Beware the legal risks

A look at why it pays to comply with the new laws governing intellectual property rights and why firms should retain e-mail for at least six years.

On July 20, 2005, officers from the Enforcement Division of Malaysia's Ministry of Domestic Trade and Consumer Affairs (MDTCA) raided a company based in Kuala Lumpur for using suspected pirated and/or unlicensed software in the course of conducting their business.

If this was your company, should you be worried? As companies rely more on technology to operate, senior managers need to stay abreast of the changes in the new business environment and understand the legal issues relating to electronic communications. Here are two areas that small and medium-sized businesses should be aware of.

1. License right to avoid the courts

In Malaysia, it is an offence under the Copyright Act of 1987 to infringe the intellectual property of copyright owners. If found guilty in a court of law, the directors could face jail terms of up to five years, on top of a fine of between RM2,000 (US$530.66) and RM20,000 (US$5,306.63) for each infringing copy of software.

Like Malaysia, Singapore has toughened its laws. Singapore's Copyright Act was amended in January this year to render it a criminal offense for businesses to willfully infringe copyright for commercial gain, whether through under-licensing or the use of unauthorized or pirated software.

According to Sheena Jacob, a partner and head of intellectual property at ATMD, under the new law, the copyright owner may claim against an infringer under a civil case. An infringer could be required to pay up to S$10,000 (US$5,981.15) for each work infringed or up to S$200,000 (US$119,622.90) in aggregate. A higher amount of damages may be awarded if the copyright owner can prove he has suffered greater loss.

"Your best bet to get out of criminal liability is to show you did your best to put procedures in place... Saying 'I did not know' will not cut it."
--Sheena Jacob
a partner and head of intellectual property, ATMD

Jacob advises small and medium-sized businesses to set up a team that looks at software licensing issues.
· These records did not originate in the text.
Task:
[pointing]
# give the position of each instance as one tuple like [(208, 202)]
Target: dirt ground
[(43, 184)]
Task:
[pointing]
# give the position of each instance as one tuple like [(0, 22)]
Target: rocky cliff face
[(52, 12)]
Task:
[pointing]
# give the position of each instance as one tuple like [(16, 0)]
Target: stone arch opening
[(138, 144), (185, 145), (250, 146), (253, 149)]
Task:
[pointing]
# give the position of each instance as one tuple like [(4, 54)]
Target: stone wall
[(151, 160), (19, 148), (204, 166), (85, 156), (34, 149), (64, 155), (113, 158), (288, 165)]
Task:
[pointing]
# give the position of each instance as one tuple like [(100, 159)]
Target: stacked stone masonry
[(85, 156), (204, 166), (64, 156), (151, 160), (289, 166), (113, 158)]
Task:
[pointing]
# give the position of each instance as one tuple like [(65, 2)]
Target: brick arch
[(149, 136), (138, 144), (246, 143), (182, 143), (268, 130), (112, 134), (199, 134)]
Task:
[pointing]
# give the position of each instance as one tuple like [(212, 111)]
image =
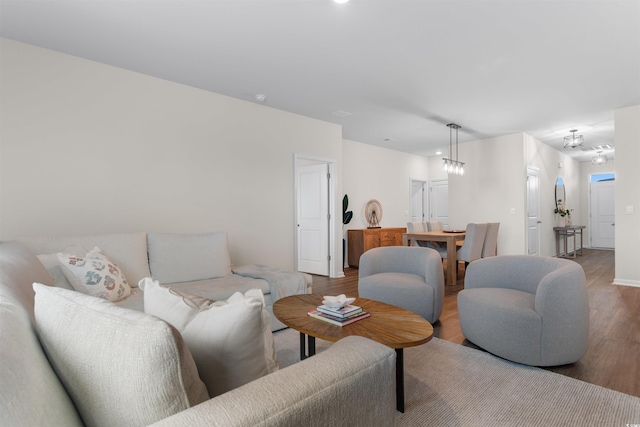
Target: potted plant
[(563, 212), (346, 219)]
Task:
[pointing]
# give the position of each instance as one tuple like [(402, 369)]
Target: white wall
[(89, 148), (494, 183), (385, 175), (627, 193)]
"It's not just an MIS issue, it's a business issue," she noted.

She said feigning ignorance is no longer a defense in court. "Your best bet to get out of criminal liability is to show you did your best to put procedures in place," she said. "Saying 'I did not know' will not cut it."

Likewise in Hong Kong, businesses are also advised to minimize their exposure to legal risks, as well as potential damage to their corporate image, by understanding software licensing issues and legal liabilities arising from the usage.

According to Hong Kong's laws, the use of an infringing copy of a computer software program in any type of business will constitute a criminal offence. Those found guilty can face up to four years' imprisonment and a fine of up to HK$50,000 (US$6,434.66) for each infringing copy of software.

Visit Business Software Alliance's Web site to find out how to avoid inadvertent software infringement.

2. Retain e-mail, too
In some countries, new regulations now require companies to keep their e-mail for at least seven years.

In Singapore, the Income Tax Act requires, for tax purposes, companies to keep records for seven years. Such records may be in the form of e-mail, and if so, they will have to be kept for seven years, too.

There is also another reason for retaining e-mail. Under the Limitation Act in Singapore, legal actions cannot be brought after six years from the date the cause of action accrued. Therefore, as a matter of prudence, e-mail should be kept for at least six years.

However, six years may not be long enough. According to Yew Woon Chooi, a partner at law firm Rodyk & Davidson in Singapore, in certain cases, the cause of action arises much later after the time the e-mail is created, so even keeping e-mail for six years only may not be sufficient.